Hobbies and Personal Interests
Gardening, cooking, genealogy, creative projects, and whatever else you enjoy.
Some of the most satisfying AI uses have nothing to do with work. They are for the things you do because you enjoy them.
Recording Stories and History
Genealogy and family history
If you have ever tried to organise a family tree, you know it quickly becomes a tangle of dates, names, places, and conflicting stories. AI is excellent at helping you structure this information and, critically, at helping you prepare to interview the relatives who actually remember.
After the interview, you can upload your notes or a transcription (use Otter.ai to record and transcribe) and ask AI to help you organise the information into a structured family narrative.
Visual Arts and Media
Photography
Whether you shoot on a proper camera or your phone, AI can help you plan shoots, develop editing ideas, and learn techniques.

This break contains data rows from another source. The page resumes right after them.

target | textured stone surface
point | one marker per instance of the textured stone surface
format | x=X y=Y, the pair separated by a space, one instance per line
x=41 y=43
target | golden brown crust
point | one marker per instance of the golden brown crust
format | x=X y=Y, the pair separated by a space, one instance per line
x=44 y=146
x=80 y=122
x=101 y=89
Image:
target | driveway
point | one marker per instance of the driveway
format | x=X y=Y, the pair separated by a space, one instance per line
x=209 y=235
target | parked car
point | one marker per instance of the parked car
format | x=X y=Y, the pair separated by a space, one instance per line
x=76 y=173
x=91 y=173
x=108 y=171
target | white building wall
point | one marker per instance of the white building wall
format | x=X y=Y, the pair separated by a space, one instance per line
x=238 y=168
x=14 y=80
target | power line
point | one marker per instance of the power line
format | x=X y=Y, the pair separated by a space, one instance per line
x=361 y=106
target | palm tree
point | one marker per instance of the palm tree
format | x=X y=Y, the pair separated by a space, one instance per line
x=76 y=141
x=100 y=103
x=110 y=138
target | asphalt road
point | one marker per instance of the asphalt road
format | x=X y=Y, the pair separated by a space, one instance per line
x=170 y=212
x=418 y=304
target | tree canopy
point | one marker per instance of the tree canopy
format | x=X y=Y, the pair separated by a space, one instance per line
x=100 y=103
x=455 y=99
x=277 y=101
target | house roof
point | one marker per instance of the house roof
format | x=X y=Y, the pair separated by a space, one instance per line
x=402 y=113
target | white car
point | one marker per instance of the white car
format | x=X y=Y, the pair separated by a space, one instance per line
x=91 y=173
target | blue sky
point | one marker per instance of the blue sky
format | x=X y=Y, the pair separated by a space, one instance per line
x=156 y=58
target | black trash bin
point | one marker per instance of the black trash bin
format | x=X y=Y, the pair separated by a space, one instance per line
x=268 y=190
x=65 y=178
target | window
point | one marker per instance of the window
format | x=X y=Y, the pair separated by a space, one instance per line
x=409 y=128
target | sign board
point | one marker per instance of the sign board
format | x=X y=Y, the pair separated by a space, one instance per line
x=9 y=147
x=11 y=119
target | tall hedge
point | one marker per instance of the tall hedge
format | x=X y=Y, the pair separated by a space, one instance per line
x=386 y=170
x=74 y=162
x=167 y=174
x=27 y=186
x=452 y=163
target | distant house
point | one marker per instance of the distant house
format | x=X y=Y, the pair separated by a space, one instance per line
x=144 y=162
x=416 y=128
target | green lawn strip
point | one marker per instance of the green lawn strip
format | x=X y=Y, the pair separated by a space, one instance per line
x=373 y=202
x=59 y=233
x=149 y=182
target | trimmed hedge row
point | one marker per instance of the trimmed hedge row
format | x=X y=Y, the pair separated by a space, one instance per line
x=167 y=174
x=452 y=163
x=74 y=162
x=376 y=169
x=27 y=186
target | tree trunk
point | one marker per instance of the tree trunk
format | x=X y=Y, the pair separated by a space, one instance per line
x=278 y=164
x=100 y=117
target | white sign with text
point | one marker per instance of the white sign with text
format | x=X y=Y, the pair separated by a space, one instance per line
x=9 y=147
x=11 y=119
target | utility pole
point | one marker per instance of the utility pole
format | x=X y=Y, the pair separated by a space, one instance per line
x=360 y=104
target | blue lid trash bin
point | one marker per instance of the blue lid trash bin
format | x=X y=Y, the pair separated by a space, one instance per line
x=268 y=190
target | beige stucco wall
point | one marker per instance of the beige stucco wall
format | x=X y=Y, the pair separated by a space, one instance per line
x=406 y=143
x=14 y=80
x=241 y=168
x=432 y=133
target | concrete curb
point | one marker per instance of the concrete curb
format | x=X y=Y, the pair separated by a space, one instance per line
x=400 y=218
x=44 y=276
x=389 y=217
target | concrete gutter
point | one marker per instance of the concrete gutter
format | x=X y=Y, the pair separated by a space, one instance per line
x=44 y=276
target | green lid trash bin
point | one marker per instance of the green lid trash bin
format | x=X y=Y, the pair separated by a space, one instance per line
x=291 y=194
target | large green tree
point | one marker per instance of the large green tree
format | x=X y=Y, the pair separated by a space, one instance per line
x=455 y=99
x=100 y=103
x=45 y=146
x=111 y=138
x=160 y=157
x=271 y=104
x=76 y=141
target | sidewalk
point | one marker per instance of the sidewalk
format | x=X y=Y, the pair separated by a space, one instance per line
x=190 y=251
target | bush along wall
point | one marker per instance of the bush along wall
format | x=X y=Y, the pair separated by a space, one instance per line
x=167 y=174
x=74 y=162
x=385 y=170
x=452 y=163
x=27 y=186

You can also photograph one of your own shots and ask AI to suggest edits: "How could I improve the composition and colour grading of this image? Be specific."
Cooking and Food
Cooking beyond meal planning
The meal planning prompts above already cover weekly planning, but AI is useful for the smaller cooking questions too. Scaling a recipe up or down, substituting an ingredient you do not have, adapting a recipe to dietary requirements, or figuring out what to do with leftovers.
This is the everyday version of the fridge photo moment from the tutorial section. You do not need a dedicated app. Just describe what you have and what you want.
Home and Garden
Home projects and DIY
AI can help you plan renovations, design garden layouts, estimate materials, and guide you through repairs. It is remarkably good at working from a photo of a space and suggesting what could be done with it.
Try this right now (free)
Pick a hobby or personal interest you have. Open Claude or ChatGPT and ask it a specific question -- not a generic one. If you garden, describe your actual garden and ask for a planting plan. If you cook, describe what is actually in your fridge and ask for ideas. If you have a home project in mind, describe the space and your budget. The specificity of your question determines the usefulness of the answer.